Upon arrival, I was checked in quickly and escorted up to my room, which had been deep-cleaned and disinfected ahead of my arrival.
My quarantine had begun, and I was to spend the next 10 days stuck in a hotel close to Heathrow airport.
The quarantine period is very well organised. I was told to contact reception for anything I needed, including if I wanted to walk around outside for a bit.
By the end of the first day, I found these escorted excursions to be crucial in preserving my sanity.
After calling reception for a walk outside, security knocks on my door within five minutes and escorts me downstairs to the parking lot, around which a perimeter of security guards is stationed to deter any potential escapees.
Three meals a day are also provided, and each morning you are given a menu to select your food choices for the next day.
Breakfast includes fruit juice and a standard fare within each meal comprising cereal, fruit, yoghurt, croissants, muffins, as well as a daily selection of hot food such as omelettes, hash browns, sausages, and bacon.
Lunch is a single light meal with a soft drink, and dessert and a soft drink are also offered with dinner.
The food has been great so far, and there has been a large selection of meals to choose from each day.

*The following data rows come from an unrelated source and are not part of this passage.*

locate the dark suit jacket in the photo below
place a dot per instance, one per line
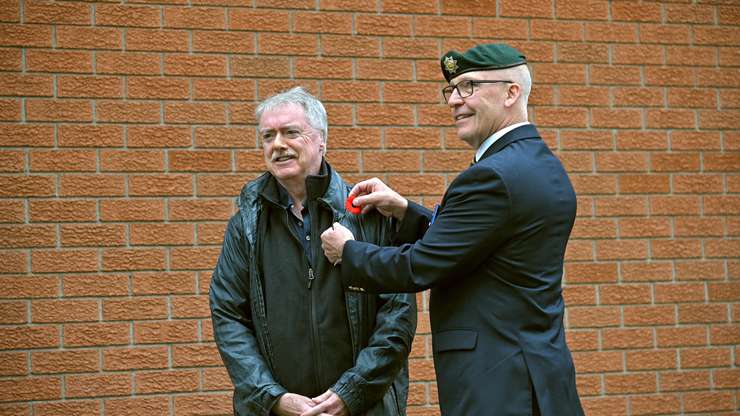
(494, 260)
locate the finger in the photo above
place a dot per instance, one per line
(316, 410)
(325, 395)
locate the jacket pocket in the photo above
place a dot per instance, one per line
(454, 339)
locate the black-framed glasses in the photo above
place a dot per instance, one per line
(466, 88)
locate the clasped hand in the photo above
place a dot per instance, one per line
(328, 404)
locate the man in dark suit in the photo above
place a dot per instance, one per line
(492, 252)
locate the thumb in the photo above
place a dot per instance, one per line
(322, 397)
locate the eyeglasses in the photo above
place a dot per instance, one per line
(466, 88)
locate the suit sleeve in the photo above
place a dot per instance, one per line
(469, 226)
(256, 391)
(413, 226)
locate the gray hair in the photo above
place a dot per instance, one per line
(312, 107)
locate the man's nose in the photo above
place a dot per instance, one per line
(455, 98)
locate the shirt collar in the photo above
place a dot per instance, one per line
(495, 136)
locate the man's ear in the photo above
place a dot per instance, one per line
(512, 94)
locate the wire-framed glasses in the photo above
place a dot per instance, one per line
(466, 88)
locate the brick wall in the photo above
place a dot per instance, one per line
(126, 131)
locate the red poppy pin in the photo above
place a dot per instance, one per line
(349, 204)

All meals are delivered with fresh plastic cutlery and in takeaway boxes with no plates.
On day two and day eight of my quarantine, I will be given a Covid-19 PCR test kit, which I will have to complete and leave outside my door for collection once completed.
If I test positive for Covid-19 on either of these occasions, my 10-day quarantine period will reset and I will be liable for the additional costs incurred.
Like all meals and other deliveries to my room, the tests are dropped off outside my door with a knock from room service to notify me that a delivery has arrived.
The room I am staying in contains all the amenities I need to last me for ten days of quarantine. It has a large double bed, a mini-fridge, a wall-mounted television, ample cupboard space, and a desk with various outlets.
There is a bathroom with a large shower and a single window in the main room with no balcony.
I had forgotten to bring a UK travel adaptor, but this was quickly resolved through an order placed on Amazon, which was delivered to my room within 24 hours.
The hotel will also provide additional supplies upon request, ranging from top-ups for instant coffee to dental kits that include a toothbrush and toothpaste.
The hotel Wi-Fi is not particularly fast, but it is stable enough for video games, Netflix, and any work I need to do.
There is no housekeeping service, however, which means it is important to keep your surroundings tidy yourself. There are cleaning supplies in my bathroom which help greatly in this regard.
So far, the experience has been pleasant albeit a little boring. Excursions to the car park are necessary to break up the monotony of the day, and I have been reading and taking online courses for set periods of each day after growing tired of Netflix-binging two days in.
It is strange to be cooped up in a hotel room for so long, and have found that video calls or online gaming with friends are a great way to pass the time and stay in touch while in enforced isolation.